Bemalte Porzellanteller als Beitrag zum Kampf

Was er damit meint, macht Kadan an einem Beispiel deutlich. Lange vor den Protesten 2013/14 auf dem Maidan hatte er eine verstörende Serie von Porzellantellern geschaffen, auf denen fast liebevoll gemalte Folterszenen abgebildet sind. Auf dem Höhepunkt der Proteste, als die Sicherheitskräfte mit allergrößter Brutalität gegen die Demonstranten vorgingen, eilte der junge Künstler zu den Aktivisten auf den Maidan und verteilte die Teller. Das war sein Beitrag am Kampf, seine Art, den Menschen Mut zu machen, sich gegen das System zu stemmen – es war in seinem Sinne der Zeitpunkt, an dem sich Kunst und Protest trafen. Gerade durch die Distanz, die der Künstler zum Geschehen habe, erklärt Kadan, sei es ihm möglich, vieles genauer zu beschreiben und Dinge sichtbar zu machen, die unter der Oberfläche liegen. Für ihn ist Kunst eine vorsichtige, tastende Annäherung an das Sein hinter dem Schein.

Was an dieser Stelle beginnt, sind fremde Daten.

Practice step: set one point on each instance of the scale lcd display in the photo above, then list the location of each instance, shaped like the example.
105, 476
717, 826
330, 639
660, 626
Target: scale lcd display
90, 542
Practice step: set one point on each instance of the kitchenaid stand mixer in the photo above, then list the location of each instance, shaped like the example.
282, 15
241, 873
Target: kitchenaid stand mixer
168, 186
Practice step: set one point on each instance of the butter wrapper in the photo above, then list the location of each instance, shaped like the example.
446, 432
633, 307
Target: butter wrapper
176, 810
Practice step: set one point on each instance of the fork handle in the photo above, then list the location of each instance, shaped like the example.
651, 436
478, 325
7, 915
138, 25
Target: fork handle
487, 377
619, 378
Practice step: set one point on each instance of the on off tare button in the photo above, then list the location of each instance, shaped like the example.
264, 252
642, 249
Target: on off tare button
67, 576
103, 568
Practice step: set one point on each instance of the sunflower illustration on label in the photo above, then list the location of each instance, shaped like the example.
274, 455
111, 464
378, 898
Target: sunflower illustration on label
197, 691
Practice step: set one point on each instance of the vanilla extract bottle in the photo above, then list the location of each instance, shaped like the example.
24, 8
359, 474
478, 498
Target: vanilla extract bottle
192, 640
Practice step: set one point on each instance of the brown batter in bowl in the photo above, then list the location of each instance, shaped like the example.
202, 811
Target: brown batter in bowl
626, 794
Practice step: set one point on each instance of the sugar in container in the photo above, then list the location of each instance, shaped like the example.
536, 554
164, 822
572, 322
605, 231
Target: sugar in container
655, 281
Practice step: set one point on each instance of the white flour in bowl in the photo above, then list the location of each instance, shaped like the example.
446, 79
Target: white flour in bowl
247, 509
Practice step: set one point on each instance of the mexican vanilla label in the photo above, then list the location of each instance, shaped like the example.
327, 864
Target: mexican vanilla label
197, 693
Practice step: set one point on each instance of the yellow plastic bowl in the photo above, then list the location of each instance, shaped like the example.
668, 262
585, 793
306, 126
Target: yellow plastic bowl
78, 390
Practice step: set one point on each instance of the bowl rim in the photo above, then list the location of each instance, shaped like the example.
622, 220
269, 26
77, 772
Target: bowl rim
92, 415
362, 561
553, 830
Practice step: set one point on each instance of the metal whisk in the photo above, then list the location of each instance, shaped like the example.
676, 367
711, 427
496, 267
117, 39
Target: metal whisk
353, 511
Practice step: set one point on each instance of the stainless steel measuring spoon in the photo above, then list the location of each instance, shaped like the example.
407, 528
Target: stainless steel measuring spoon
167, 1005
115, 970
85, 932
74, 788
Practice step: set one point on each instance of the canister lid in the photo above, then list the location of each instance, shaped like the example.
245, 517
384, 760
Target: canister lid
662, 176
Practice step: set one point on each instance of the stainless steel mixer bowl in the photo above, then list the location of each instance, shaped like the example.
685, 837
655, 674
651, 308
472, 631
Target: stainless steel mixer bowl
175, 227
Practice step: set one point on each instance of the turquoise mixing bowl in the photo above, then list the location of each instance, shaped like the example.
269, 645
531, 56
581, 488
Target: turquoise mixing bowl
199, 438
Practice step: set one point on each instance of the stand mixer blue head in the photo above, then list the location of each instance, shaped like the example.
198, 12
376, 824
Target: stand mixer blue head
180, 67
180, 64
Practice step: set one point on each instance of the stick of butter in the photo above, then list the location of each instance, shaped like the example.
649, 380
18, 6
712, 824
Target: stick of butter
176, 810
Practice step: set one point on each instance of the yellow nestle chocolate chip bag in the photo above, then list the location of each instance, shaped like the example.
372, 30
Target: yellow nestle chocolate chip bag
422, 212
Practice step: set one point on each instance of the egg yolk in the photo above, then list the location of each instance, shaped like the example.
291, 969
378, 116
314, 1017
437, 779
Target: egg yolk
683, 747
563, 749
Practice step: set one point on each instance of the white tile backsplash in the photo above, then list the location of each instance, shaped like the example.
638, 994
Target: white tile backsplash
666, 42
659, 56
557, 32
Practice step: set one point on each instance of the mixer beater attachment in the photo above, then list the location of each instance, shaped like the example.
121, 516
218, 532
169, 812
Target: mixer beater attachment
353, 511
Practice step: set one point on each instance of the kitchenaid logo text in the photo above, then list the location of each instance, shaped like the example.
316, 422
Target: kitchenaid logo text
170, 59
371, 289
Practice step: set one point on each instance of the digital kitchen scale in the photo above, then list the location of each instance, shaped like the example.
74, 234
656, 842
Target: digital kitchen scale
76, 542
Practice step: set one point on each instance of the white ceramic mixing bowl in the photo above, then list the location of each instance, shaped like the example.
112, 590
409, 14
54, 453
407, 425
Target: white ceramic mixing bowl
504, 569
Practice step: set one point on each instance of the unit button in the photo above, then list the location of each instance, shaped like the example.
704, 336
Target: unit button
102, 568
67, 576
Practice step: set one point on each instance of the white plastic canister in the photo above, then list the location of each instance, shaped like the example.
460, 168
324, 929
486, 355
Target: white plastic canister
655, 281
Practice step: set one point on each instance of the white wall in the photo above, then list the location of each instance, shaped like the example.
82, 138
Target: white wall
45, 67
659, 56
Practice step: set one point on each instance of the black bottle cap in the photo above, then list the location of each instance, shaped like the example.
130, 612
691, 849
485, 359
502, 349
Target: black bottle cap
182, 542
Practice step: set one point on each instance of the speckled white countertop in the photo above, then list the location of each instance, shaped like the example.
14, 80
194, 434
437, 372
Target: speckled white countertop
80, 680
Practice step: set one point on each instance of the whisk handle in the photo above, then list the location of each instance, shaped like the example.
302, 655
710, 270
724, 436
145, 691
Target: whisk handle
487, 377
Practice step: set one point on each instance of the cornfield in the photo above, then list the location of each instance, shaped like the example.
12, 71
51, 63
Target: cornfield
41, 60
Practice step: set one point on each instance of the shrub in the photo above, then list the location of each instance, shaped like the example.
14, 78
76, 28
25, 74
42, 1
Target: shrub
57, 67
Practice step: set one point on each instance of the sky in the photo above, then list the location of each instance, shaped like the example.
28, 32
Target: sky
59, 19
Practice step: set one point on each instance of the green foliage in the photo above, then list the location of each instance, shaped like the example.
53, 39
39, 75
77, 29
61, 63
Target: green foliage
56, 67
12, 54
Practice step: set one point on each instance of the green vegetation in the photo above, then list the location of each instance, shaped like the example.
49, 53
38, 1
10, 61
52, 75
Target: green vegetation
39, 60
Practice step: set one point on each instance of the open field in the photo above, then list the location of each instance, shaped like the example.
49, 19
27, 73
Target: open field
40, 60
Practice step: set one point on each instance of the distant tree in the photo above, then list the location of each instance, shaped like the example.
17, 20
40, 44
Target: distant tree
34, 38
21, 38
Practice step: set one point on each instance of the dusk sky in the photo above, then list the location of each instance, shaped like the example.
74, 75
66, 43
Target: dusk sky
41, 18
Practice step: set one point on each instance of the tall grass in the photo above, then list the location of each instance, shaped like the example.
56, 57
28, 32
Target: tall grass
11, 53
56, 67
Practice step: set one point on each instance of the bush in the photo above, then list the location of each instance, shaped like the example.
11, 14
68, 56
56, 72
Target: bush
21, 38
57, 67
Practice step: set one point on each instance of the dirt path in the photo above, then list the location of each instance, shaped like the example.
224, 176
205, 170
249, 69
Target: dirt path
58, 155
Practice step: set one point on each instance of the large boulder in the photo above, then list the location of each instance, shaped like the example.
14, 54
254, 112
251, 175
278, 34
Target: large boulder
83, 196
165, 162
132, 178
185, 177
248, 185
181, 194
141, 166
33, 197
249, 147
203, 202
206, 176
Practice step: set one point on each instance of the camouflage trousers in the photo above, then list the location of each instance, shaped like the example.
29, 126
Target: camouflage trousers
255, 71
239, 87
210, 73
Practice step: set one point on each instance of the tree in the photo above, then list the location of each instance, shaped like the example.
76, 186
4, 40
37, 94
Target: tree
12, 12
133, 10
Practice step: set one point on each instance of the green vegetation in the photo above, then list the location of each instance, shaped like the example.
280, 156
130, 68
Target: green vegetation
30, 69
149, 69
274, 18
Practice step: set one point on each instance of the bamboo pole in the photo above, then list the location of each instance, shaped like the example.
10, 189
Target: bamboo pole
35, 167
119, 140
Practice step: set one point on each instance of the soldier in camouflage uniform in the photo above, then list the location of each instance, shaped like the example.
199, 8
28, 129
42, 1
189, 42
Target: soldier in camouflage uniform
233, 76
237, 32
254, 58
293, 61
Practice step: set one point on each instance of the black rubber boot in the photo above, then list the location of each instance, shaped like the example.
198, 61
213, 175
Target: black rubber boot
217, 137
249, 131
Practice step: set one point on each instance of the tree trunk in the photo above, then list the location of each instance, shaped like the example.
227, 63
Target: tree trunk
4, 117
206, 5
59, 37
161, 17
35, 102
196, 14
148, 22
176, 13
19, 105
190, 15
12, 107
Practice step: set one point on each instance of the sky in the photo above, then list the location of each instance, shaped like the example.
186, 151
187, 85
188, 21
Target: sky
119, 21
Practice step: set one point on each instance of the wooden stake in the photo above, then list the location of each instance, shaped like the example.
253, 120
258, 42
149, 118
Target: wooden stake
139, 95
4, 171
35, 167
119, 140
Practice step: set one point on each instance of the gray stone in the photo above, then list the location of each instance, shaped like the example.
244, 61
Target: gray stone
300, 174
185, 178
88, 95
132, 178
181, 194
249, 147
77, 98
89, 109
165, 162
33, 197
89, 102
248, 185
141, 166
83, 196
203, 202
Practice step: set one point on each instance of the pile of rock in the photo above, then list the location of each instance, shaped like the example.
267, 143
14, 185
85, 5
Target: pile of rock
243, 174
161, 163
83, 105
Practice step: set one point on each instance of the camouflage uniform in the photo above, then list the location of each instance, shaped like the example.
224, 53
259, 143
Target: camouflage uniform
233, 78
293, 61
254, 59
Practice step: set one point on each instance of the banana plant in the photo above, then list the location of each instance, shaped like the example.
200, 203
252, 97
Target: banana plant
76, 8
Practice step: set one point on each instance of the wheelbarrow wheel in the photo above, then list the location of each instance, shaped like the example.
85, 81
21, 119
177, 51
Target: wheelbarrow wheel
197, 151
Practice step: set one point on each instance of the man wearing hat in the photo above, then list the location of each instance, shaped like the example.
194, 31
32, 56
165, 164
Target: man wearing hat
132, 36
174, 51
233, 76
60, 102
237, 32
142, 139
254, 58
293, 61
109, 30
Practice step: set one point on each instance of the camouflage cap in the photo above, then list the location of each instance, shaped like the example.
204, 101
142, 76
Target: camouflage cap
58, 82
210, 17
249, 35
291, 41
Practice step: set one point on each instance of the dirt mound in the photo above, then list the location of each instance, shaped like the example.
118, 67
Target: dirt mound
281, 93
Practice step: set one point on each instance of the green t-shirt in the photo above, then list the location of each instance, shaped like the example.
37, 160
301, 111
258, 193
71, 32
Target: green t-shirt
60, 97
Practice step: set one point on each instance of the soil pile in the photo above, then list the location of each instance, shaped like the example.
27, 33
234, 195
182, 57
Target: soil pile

Zwischen diesen beiden Polen, dem fordernd-revolutionären Aktionismus und dem zurückhaltend-beobachtenden Abwarten bewegt sich die Kunst in Zeiten des Umbruchs. Es ist eine zentrale Botschaft der Veranstaltung im Literaturhaus, dass es wichtige Verbindungslinien gibt zwischen allen Protestbewegungen – egal ob sich die Menschen im Maghreb, in Ägypten, Syrien, Russland oder der Ukraine gegen die Unterdrückung stemmen.

Deutlich wurde allerdings auch, wie wichtig es ist, die gewonnenen Freiheiten in einer postrevolutionären Gesellschaft zu verteidigen und zu festigen. Gerade in dieser Zeit der Unsicherheit und Neuorientierung spielt die Kunst eine wichtige Rolle. Denn der offene Kampf für die Freiheit ist nur die erste Etappe auf einem sehr langen Weg in Richtung Demokratie.